With regards to more complex roles, 27% of banking executives reported that they’ve extensively redesigned jobs, indicating the impact of technology across organizations. In addition, 62% of senior bankers said the proportion of roles requiring people to collaborate with AI will rise in the next three years.
Reimagining the Future of Work
“While there is no doubt that getting human-machine collaboration right is critical to achieving their goals, few banks have adopted a systematic approach to unlocking the value that lies at the intersection of people and intelligent machines,” according to the Accenture research. While it is clear that training is needed, a biggest barrier may be the lack of clarity around the skills that should be prioritized. The research indicates that the key is to move the focus from ‘jobs’ to the ‘nature of the work’ itself before preparing workers with the necessary skills.
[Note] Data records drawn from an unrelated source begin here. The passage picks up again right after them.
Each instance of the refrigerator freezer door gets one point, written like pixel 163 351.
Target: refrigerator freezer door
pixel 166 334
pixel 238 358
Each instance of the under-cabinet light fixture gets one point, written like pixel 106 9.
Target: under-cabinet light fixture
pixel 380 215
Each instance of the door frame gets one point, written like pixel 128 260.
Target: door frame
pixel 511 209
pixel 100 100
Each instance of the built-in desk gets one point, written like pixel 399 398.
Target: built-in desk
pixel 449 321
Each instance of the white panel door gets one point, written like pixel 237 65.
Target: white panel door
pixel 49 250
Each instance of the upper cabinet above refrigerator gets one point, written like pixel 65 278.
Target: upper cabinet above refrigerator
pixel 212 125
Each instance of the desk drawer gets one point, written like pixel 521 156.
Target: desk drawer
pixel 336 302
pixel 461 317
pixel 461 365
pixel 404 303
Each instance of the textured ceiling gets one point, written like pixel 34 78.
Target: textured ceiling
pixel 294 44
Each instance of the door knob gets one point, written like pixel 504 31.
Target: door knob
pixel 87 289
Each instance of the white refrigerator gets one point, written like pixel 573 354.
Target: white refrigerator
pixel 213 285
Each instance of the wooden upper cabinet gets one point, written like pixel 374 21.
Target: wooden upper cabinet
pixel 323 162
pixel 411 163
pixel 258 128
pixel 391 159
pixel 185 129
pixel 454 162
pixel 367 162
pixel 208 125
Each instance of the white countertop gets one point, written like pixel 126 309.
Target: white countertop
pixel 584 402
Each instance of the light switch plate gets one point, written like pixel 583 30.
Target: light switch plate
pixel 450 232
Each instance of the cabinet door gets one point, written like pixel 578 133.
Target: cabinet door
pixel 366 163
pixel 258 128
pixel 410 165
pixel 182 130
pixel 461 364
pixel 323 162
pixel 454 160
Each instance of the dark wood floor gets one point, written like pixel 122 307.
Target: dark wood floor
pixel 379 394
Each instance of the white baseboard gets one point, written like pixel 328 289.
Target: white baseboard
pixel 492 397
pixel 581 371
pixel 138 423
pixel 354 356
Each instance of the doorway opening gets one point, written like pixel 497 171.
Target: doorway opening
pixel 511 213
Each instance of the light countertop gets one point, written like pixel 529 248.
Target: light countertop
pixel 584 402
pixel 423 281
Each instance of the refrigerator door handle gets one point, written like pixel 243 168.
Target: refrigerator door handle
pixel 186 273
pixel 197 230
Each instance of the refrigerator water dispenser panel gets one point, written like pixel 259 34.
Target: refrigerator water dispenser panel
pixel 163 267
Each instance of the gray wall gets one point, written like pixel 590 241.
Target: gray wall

The will require an assessment of tasks performed (as opposed to jobs), creating new roles that leverage AI, and mapping the skills available to the new roles. The gaps can be addressed through training or sourcing. In this process, banks should focus more on how the work can best be done than on the roles and responsibilities that make up the work.
The Power of AI and Human Collaboration
Banking executives recognize the power of AI and humans to collaborate to create new customer experiences and business models. As a result, many banks are moving from the prototype stage of development to larger-scale applications. This said, banks must resist the pressure to capture only short-term market advantage.
According to Paul Daugherty and Jim Wilson, authors of the book ‘Human + Machine: Reimagining Work in the Age of AI‘, “The opportunity for newly skilled individuals to collaborate with increasingly intelligent machines and software will accelerate the shift from an assembly line approach to a more fluid ‘assemblage’ of teams and technology, capable of higher levels of creativity and innovation.”
The growth prospects of the AI revolution are not limited to immediate outcomes, but the need to move forward is immediate. The speed of the digital revolution is unprecedented. According to Gartner, deep learning and machine learning – two key emerging AI technologies – will reach mainstream adoption within two to five years. If organizations want to benefit from these opportunities, there is a need to take action … now.
A key part of this strategy will be to reimagine the future of work in banking, and to start moving toward a state of advanced AI collaboration. Or, as stated in the research report, move toward a model of humans helping AI to help humans.